Patentrechtsverletzungen Razzia auf der Cebit

Einige Aussteller müssen jetzt ohne Exponate auskommen: Polizei und Staatsanwaltschaft haben auf der Cebit mehrere Messestände durchsucht und Geräte wegen des Verdachts auf Patentverletzungen beschlagnahmt. Im Gegensatz zu früheren MP3-Razzien war das Vorgehen diesmal gut vorbereitet.

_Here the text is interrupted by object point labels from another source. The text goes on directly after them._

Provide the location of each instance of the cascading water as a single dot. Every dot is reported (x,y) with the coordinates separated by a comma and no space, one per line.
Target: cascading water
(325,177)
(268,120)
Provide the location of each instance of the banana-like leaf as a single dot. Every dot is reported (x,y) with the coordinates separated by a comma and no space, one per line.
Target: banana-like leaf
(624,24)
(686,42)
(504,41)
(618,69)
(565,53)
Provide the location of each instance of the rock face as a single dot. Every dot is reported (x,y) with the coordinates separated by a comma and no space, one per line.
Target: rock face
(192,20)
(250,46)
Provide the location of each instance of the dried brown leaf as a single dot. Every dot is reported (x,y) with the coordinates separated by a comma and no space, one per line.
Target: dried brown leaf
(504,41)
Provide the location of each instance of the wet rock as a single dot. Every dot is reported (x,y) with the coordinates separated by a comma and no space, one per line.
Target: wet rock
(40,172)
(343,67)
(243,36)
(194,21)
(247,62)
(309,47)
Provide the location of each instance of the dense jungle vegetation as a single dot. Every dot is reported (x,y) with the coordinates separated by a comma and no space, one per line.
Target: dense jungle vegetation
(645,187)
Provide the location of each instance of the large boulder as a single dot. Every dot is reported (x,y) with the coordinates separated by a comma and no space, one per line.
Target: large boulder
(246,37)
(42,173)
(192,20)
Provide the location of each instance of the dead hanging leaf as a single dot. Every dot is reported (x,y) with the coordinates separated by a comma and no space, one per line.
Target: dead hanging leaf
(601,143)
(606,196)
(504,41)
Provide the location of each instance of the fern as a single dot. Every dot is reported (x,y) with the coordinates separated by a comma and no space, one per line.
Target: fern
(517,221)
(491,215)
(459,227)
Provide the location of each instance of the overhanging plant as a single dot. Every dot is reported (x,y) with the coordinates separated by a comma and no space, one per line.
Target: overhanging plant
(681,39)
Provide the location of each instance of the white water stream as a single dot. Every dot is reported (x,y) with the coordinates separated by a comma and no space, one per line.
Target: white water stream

Sichergestellte MP3-Player (Archivbild): Solche Geräte wurden auf der Cebit beschlagnahmt
AP

Sichergestellte MP3-Player (Archivbild): Solche Geräte wurden auf der Cebit beschlagnahmt


Hannover - Razzia auf der Hightech-Messe Cebit: Wegen des Verdachts auf Patentrechtsverletzungen haben Fahnder bereits seit Montag auf dem Messegelände ermittelt. Insgesamt lagen der Staatsanwaltschaft in Hannover 28 Anzeigen von Rechteinhabern vor, die bei verschiedenen Ausstellern Verstöße gegen das Patentrecht vermuteten, erklärte Gerichtssprecher Michael Siegfried der "Hannoverschen Allgemeinen Zeitung" (HAZ) vom Donnerstag.

Neu sind solche Massenaktionen nicht. Jedes Jahr aufs Neue werden Messen wie die Cebit und die Ifa (Internationale Funkausstellung) zum Schauplatz großangelegter Razzien gegen Firmen, denen vorgeworfen wird, fremde Patente zu nutzen, ohne die entsprechenden Lizenzgebühren zu bezahlen. Einer der Hauptkläger in diesen Fällen ist meist das italienische Unternehmen Sisvel, eine Firma, die für diverse Technikunternehmen Patente verwaltet und versucht, säumige Zahler und Zahlungsverweigerer durch Beschlagnahmeaktionen auf Messen zum Einlenken zu bewegen.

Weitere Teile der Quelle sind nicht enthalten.